I love Ducatis. I've even owned a few. And yet ... maybe it was the monsters underneath my bed, but I've never warmed up to the Monsters. Where other companies (Aprilia, Triumph) have successfully stripped their frontline sportbikes, Ducati's naked bikes have always been a generation behind-the original 1993 M900 was built on the old 851 Superbike platform and the current generation shares frame tubes with the ST sport-tourers.
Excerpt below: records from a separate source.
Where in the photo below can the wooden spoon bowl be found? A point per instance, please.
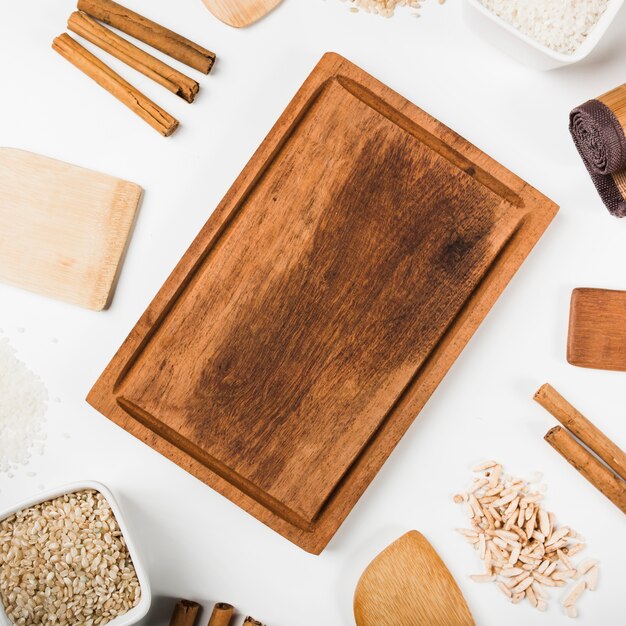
(409, 585)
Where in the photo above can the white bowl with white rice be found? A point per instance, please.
(66, 558)
(544, 34)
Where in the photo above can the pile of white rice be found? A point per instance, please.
(561, 25)
(23, 402)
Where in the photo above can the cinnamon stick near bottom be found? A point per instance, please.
(135, 57)
(86, 62)
(185, 613)
(222, 614)
(551, 400)
(589, 466)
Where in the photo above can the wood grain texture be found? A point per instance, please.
(409, 585)
(65, 229)
(322, 303)
(239, 13)
(597, 329)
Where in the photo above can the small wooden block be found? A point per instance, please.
(597, 329)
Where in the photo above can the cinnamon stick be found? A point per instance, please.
(149, 32)
(222, 614)
(135, 57)
(185, 613)
(581, 427)
(81, 58)
(588, 465)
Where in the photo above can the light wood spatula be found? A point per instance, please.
(240, 13)
(63, 229)
(409, 585)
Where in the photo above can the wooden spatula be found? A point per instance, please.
(409, 585)
(240, 13)
(64, 229)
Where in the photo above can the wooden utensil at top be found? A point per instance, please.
(409, 585)
(597, 329)
(64, 228)
(322, 303)
(240, 13)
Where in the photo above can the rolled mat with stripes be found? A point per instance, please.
(598, 128)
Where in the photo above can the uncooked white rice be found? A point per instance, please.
(561, 25)
(386, 8)
(23, 402)
(65, 562)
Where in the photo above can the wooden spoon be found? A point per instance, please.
(409, 585)
(240, 13)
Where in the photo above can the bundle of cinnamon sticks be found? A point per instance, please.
(83, 22)
(186, 613)
(589, 450)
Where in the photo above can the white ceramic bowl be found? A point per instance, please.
(525, 49)
(138, 612)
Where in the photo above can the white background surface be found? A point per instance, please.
(198, 545)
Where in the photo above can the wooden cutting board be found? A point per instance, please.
(322, 303)
(597, 329)
(408, 584)
(239, 13)
(64, 228)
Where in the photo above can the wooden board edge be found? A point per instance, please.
(539, 212)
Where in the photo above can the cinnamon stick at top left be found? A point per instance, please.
(155, 35)
(81, 58)
(135, 57)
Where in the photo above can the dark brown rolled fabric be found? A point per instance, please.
(598, 128)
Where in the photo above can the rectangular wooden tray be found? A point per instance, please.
(322, 303)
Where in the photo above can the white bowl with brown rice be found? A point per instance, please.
(66, 558)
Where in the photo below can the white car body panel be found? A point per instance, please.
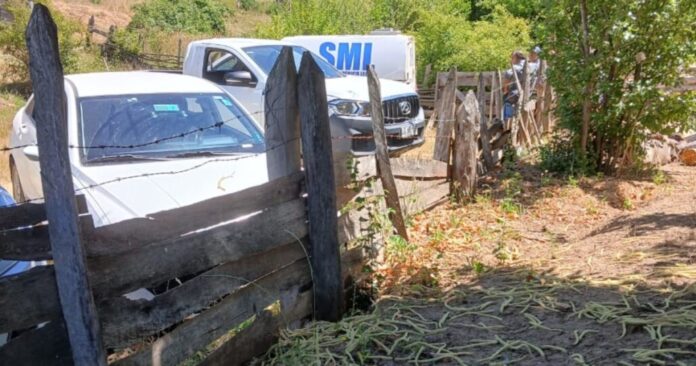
(163, 185)
(394, 55)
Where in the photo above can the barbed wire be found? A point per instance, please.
(235, 117)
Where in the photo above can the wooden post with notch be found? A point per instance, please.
(445, 118)
(50, 113)
(282, 124)
(541, 98)
(426, 76)
(321, 190)
(485, 137)
(396, 215)
(466, 148)
(500, 99)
I certainly appreciate the performance of this latest, greatest Monster S4Rs. But the way I see it, if you're going to use the 999's engine, why not use the whole bike-or better yet, the previous-generation 998, which employed the Testastretta engine but was, in my humble opinion, infinitely sexier? Leave the gas tank and seat alone, just strip off the fairing and clip-ons, add a flyscreen and tubular handlebar and-presto!-instant Tuonofied Ducati. Yes, it would still be a generation behind, but man, what a Monster!

2007 Ducati Monster S4Rs

MSRP $14,995 as tested

Type l-c 90-deg. V-twin
Valve arrangement DOHC, 8v
Bore x stroke 100.0mm x 63.5mm
Displacement 998cc
Compression ratio 11.4:1
Transmission 6-speed
Final drive chain
Weight (wet) 446 lb. (202kg)
Weight (dry) 424 lb. (193kg)
Rake 24.0 deg.
Trail 3.78 in. (96mm)
Wheelbase 56.7 in. (1440mm)
Seat height 31.5 in. (800mm)
Fuel capacity 3.6 gal. (14L)
Front 43mm fork adjustable for spring preload, compression and rebound damping
Rear single shock adjustable for spring preload, ride height, compression and rebound damping
Horsepower 117.0 @ 9750 rpm
Torque 68.2 lb.-ft. @ 7500 rpm
Corrected 1/4-mile* 10.71 sec. @ 126.57 mph
0-60 mph 3.12 sec.
Top-gear roll-on 3.32 sec.
Fuel mileage
(low/high/average) 32/40/36
*Performance with test-session weather conditions corrected to sea-level stand-ard conditions (59 degrees F, 29.92 in. of mercury).